By the time I heard the "kinning" paper presented, I knew what was coming.
Of course, I remember the time that my daughter Jane told me how she knew she was home: when my husband told her that her footfall on the stairway was just like mine. Heavy. She told me not long ago that she had been criticized for years...Jane, can't you just walk quieter?
Well, um, no she couldn't. It was an inherited thing.
There may have been more mothers at the Pitt conference, but Carol Schaefer, Mary Anne Cohen and Shelia Ganz and I were the only ones that I'm aware of who attended. Although Carol and I read at the opening session, which was good, Shelia and Mary Anne read at the late night and very poorly attended session for poetry and other original contributions. It was an academic conference, and our contributions were...not in the mainstream of what this conference was about. I was so glad to have the company of other birth mothers (along with Marley, my favorite bastardette), especially at the conference dinner.

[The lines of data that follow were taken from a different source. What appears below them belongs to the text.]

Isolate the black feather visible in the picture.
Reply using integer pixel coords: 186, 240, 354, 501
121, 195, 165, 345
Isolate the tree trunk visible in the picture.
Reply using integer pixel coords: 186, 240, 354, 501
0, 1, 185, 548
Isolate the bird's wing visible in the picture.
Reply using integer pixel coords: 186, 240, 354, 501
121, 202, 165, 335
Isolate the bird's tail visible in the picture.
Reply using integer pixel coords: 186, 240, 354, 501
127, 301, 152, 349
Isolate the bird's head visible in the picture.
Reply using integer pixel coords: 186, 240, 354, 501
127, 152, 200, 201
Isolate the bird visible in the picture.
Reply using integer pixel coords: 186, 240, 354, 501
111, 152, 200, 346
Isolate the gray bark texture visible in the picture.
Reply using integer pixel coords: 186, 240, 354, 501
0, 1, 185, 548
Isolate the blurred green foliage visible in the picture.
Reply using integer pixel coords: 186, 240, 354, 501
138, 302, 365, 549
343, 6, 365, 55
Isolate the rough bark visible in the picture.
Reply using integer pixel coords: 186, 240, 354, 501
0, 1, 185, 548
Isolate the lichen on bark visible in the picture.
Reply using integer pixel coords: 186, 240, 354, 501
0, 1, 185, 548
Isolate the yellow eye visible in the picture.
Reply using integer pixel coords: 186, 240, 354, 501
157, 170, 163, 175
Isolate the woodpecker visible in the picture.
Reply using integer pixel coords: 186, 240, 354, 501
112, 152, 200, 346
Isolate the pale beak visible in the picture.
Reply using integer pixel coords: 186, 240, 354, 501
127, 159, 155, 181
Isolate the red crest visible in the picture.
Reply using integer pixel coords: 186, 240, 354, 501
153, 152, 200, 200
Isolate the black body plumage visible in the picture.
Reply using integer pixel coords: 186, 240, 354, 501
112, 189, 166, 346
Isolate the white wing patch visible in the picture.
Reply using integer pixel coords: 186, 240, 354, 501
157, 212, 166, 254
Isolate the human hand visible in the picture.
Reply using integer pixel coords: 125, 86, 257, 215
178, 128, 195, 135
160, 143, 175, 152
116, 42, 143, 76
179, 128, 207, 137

However, I did have some nice interactions with several adoptees who seemed glad to have us there. Mostly, it felt like a conference of adoptive-mother academics who were hell-bent to "prove" that the original culture did not matter. But Marianne Novy, the adoptee academic at Pitt who was the main organizer, did invite Emily Prager to speak. And Emily raises hackles in some adoption families (and among those I know) because she did immerse her Chinese child as much as possible in the Chinese culture when they were living in the states, and then moved to Shanghai, where she and Lulu live now. Emily's book, WuHu Diary, is an interesting read. It's about taking her daughter back to China when she was five to see if they could track down her birth mother, or at least more information. They could not.
As a side note, Emily spent a part of her own youth in China with her father, who was a military attache there. And he is a close friend of mine, so I've known Emily since long before she adopted. Lulu, he says, the little girl in question (Emily kept the Chinese name she had been given) intends to come back to the states when she is older. She is just going into high school in Shanghai this fall. As for Lulu, it is almost certain that she will never be able to connect to her first family. She was left on a bridge near a police station, with a note from her birth mother, as I recall from the book.
But if I mention Emily...to another friend who also has a Chinese daughter...she sees red and does not contain her disdain. Which is what happened when I simply said I was going to be away the weekend of the conference, and that Emily was speaking.
This is not to say that these parents aren't good parents, they are; or that the girls who were adopted here are certainly better off than if they were languishing in a Chinese orphanage; or that adoptees do not form strong lifelong bonds with their new families, the only ones they grow up knowing.
But how one views or reacts to the nuances of "adoption and culture" is skewed by one's frame of reference. Absolument.